Diabetes: 10 Things Your Doctor Won't Teach About Insulin
When a doctor prescribes insulin to someone with type 2 diabetes, they typically deliver a more basic education compared to the incredibly detailed advice a type 1 diabetic receives. Those fundamental lessons around insulin, blood sugar management, and nutrition are critical in life with any type of diabetes. Here are 10 things every type 2 taking insulin needs to know...not only to improve your blood sugar, but to give you more freedom and success, too!
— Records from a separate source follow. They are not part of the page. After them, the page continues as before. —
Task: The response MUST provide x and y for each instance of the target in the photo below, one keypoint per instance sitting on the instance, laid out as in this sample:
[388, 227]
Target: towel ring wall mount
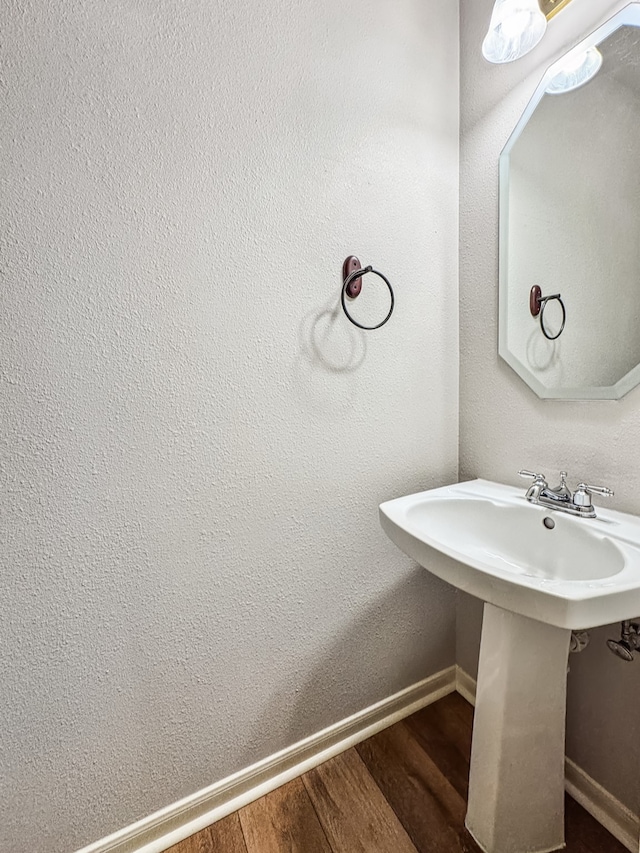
[537, 305]
[352, 275]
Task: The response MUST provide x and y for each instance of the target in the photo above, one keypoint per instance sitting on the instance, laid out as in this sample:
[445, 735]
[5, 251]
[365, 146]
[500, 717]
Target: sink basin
[541, 575]
[565, 571]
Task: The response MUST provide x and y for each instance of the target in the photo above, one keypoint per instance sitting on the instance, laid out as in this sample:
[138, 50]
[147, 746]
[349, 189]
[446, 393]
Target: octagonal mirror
[569, 318]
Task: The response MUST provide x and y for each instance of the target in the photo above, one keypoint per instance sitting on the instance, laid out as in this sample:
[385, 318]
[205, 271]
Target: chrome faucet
[560, 497]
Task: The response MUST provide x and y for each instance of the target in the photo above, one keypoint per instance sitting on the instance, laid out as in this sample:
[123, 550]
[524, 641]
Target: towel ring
[537, 304]
[347, 291]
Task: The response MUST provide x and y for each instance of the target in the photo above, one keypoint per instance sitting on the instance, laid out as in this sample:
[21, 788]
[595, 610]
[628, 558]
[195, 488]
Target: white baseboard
[611, 813]
[605, 808]
[178, 821]
[466, 686]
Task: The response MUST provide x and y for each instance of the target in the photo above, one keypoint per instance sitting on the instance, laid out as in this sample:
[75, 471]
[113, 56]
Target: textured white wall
[194, 440]
[503, 425]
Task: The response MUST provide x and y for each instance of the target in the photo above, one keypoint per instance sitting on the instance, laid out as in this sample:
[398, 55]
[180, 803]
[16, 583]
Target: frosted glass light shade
[576, 72]
[516, 27]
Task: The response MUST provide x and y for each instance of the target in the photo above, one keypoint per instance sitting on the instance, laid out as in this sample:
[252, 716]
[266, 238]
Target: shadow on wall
[330, 352]
[328, 339]
[322, 689]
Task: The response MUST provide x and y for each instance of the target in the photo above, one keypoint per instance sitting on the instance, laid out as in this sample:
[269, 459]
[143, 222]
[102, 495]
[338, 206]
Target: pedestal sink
[541, 575]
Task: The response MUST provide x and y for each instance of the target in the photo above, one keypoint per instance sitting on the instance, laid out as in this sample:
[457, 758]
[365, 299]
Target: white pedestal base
[516, 785]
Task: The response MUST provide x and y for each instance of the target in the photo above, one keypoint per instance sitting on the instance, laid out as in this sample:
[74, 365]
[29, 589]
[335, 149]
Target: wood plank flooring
[402, 791]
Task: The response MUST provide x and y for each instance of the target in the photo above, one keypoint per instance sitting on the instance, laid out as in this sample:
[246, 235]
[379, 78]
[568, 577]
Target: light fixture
[575, 72]
[517, 26]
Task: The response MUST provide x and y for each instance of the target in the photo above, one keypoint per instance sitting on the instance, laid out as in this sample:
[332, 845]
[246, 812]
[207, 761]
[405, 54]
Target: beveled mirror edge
[628, 16]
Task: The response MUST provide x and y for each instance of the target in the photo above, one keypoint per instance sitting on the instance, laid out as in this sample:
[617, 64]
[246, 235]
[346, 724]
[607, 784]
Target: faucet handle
[596, 490]
[532, 476]
[583, 492]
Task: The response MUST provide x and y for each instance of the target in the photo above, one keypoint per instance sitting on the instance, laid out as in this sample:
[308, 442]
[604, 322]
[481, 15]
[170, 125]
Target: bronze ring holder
[537, 304]
[352, 274]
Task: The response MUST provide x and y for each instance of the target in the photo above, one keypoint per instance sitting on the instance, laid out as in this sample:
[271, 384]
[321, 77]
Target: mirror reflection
[570, 220]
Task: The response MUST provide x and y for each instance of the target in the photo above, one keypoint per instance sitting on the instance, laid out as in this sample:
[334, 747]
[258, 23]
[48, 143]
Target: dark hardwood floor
[402, 791]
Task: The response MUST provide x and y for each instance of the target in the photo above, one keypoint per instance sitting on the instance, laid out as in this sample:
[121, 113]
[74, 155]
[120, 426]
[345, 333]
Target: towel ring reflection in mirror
[537, 305]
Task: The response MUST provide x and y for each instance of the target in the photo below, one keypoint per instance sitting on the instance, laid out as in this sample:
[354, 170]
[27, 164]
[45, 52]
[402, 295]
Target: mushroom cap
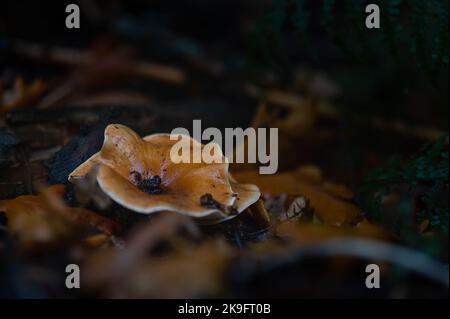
[126, 159]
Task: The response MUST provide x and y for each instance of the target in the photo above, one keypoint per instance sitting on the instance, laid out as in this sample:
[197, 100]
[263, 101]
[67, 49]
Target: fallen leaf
[330, 209]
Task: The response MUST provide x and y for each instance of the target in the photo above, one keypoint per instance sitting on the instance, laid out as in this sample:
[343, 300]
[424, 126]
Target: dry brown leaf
[309, 233]
[21, 94]
[43, 220]
[331, 210]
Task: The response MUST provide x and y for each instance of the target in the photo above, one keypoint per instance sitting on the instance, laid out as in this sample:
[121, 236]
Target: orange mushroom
[138, 173]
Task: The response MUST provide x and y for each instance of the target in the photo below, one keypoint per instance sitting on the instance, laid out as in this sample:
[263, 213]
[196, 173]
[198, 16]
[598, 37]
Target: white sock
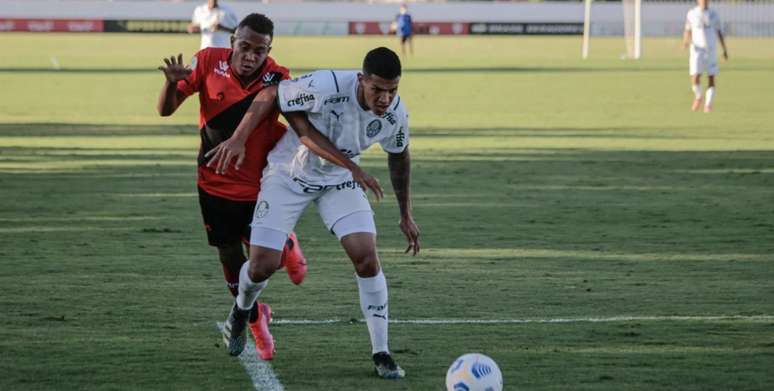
[710, 96]
[373, 303]
[248, 290]
[696, 90]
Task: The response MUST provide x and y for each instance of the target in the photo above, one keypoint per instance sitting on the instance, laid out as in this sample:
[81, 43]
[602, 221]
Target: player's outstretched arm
[400, 175]
[170, 98]
[723, 44]
[234, 148]
[323, 147]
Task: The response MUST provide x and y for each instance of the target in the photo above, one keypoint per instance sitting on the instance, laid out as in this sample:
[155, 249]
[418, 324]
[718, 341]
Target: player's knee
[263, 263]
[261, 270]
[231, 253]
[367, 264]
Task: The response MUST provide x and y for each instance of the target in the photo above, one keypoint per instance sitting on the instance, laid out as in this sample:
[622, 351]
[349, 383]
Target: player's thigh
[345, 209]
[226, 221]
[276, 212]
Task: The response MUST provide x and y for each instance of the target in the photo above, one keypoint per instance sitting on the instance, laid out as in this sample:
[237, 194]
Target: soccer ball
[474, 372]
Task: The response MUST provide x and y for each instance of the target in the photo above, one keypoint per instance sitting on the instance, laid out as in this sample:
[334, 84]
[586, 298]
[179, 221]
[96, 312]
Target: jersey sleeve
[195, 16]
[305, 93]
[192, 84]
[398, 142]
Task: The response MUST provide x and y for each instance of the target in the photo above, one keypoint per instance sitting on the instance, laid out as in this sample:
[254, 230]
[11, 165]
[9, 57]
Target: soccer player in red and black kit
[227, 80]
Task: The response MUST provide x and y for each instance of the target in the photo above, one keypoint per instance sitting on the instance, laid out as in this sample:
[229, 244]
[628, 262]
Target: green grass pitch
[546, 187]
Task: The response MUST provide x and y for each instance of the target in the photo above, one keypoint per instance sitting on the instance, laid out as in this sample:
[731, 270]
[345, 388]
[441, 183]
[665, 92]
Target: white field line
[260, 372]
[667, 318]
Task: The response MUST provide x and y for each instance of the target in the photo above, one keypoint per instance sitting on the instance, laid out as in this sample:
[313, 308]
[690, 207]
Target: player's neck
[361, 98]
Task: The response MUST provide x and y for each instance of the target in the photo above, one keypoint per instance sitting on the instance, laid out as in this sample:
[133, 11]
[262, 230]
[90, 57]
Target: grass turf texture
[545, 187]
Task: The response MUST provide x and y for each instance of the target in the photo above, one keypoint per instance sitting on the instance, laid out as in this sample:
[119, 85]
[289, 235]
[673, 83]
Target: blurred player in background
[403, 27]
[702, 30]
[354, 110]
[216, 22]
[227, 80]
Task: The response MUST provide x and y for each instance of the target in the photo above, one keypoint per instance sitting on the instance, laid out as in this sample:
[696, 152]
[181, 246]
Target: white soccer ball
[474, 372]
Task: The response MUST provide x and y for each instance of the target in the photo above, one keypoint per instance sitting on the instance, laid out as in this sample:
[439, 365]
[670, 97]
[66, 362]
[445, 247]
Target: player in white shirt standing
[216, 22]
[702, 29]
[353, 110]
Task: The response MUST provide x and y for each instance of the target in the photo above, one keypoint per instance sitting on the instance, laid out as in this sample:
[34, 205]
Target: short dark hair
[382, 62]
[259, 23]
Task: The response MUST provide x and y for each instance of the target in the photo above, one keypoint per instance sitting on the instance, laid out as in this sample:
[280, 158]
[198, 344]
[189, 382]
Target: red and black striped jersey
[223, 102]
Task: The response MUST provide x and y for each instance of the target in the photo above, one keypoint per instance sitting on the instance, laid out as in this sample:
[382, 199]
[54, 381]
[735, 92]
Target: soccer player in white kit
[353, 110]
[216, 22]
[702, 25]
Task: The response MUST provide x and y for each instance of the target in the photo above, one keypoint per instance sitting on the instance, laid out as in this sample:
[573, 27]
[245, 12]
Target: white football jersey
[205, 17]
[330, 100]
[704, 25]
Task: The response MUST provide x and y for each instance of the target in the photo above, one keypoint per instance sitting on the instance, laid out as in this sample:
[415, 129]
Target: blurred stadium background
[581, 226]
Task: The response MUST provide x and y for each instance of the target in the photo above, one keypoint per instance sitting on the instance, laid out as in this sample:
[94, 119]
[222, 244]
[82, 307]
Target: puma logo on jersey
[336, 99]
[271, 78]
[390, 117]
[222, 68]
[400, 138]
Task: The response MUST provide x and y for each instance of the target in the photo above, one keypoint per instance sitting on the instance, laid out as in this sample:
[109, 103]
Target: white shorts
[282, 201]
[703, 61]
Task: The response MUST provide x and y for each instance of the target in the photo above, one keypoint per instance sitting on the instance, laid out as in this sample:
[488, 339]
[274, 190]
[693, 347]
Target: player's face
[378, 92]
[250, 51]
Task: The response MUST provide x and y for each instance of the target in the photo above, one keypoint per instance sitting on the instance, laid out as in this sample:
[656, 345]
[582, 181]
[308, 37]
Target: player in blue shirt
[404, 30]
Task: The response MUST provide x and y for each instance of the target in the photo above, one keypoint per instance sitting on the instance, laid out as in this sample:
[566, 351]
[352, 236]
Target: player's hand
[175, 70]
[368, 182]
[410, 229]
[221, 156]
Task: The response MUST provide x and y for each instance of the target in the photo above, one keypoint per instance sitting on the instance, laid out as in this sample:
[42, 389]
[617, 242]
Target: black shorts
[226, 221]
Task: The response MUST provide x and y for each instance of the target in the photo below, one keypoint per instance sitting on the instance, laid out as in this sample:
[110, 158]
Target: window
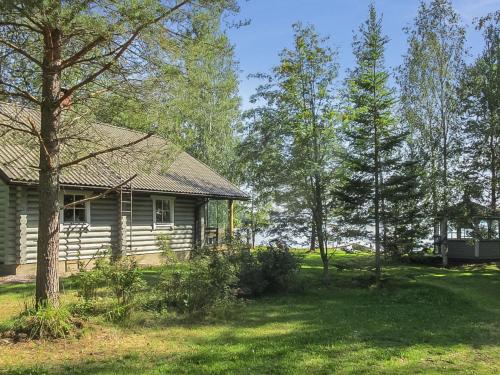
[75, 214]
[163, 211]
When you receive your prescription and instructions on how much to take, you need to know: doctors are guessing your insulin doses
There is no ‘one-size-fits-all’ dose for insulin. Your doctor makes an educated guess based on your weight, age, gender, etc. It’s up to you to identify if your doses are accurate for you based on your blood sugar.
Your doctor will tell you how many carbohydrates to eat for 3 meals a day and 2 snacks a day
The most common is “45 grams per meal and 15 grams per snack.” This type of ‘sliding scale’ insulin dosing/meal plan regimen is archaic, rigid, and unnecessary. If your healthcare team took the time to teach you about carb-counting and calculating your insulin dose based on your chosen meal, you would be free to eat when and what you want. Cont…
This is called an “insulin-to-carbohydrate ratio.”
It’s simple: Test your blood sugar. Eat exactly 15 grams of carbohydrate. Take the fast-acting insulin dose as your doctor instructed for snacks. 2 hours later, test your blood sugar. If it’s in your goal range, your ICR is accurate (X units for every 15 grams of carbs). If it’s high, you need X units for every ‘10’ grams at your next experiment. If it’s low, you need X units for every ‘20 grams’ at your next experiment. And so on.
Speaking of meals, your doctor probably isn’t going to recommend a low-carb diet, either
Most endocrinology offices resist embracing the benefits of reducing carbs for diabetes management, even though the American Diabetes Association has started to encourage it. Reducing your carb-intake can be life-changing. Aiming for 100 grams or less per meal will quickly reduce the insulin you need. If you do reduce your carbs, you will eventually need to reduce your long-acting insulin, too.
Basal testing assesses if your long-acting (background) insulin dose is accurate by fasting for part of the day and watching whether your blood sugars stay in-range, rise, or fall
When food isn’t present, you can see if your long-acting dose needs to change. The easiest time of day to test is morning. Don’t eat past midnight the prior night. Don’t eat breakfast. Test your blood sugar every two hours until lunch. Discuss changing your dose with a doctor or diabetes educator based on your results.
Doctors often assume that type 2s can’t experience hypoglycemia (low blood sugar) if your A1C and blood sugars are still high
You can. The wrong combination of carbs + insulin OR insulin + activity can cause low blood sugars. Keep juice boxes or fast-acting carbs like raisins or jelly beans with you at all times. Common symptoms include difficulty concentrating, hunger, and dizziness. You should only need 15 to 30 grams of carbs to treat the average low blood sugar.
When you lose weight, eat a healthier diet, and become more active, your insulin needs will decrease
If you’re suddenly experiencing low blood sugars throughout the day, and you’ve been making improvements in your lifestyle and weight-loss goals, it’s time to drastically reduce your medication doses with the help of a medical professional. Even a daily 30-minute walk can decrease your insulin needs. Don’t give up!
You have medication options
Most doctors have their go-to medications that they prescribe to every type 2 patient they see — but you have options. There are so many different types of oral and injectable medications to choose from. It may not be a replacement for insulin but they can help improve your blood sugars, making it easier to stay in your goal range, along with your insulin regimen. Do your research, and make decisions with your doctor as a team.
If you aren't hungry, you simply don't take your fast-acting insulin for that meal
Type 2s are often left with the impression that they must take their insulin which means they must eat that meal. Without teaching patients how to take fast-acting insulin based on carb-counts and when they want to eat, you might eat even if you're not hungry. Don’t let your insulin dose force you to eat.
Insulin is not a punishment or a death sentence
Insulin has gotten a bad reputation in the diabetes world. It’s easy to assume that being prescribed insulin means your health is too far gone, and you’ll automatically be on insulin for the rest of your life. The reality is that insulin can be what gives you your health back! Don’t let stigma leave you feeling shame or guilt. Insulin can save your life and provide you with a healthier future.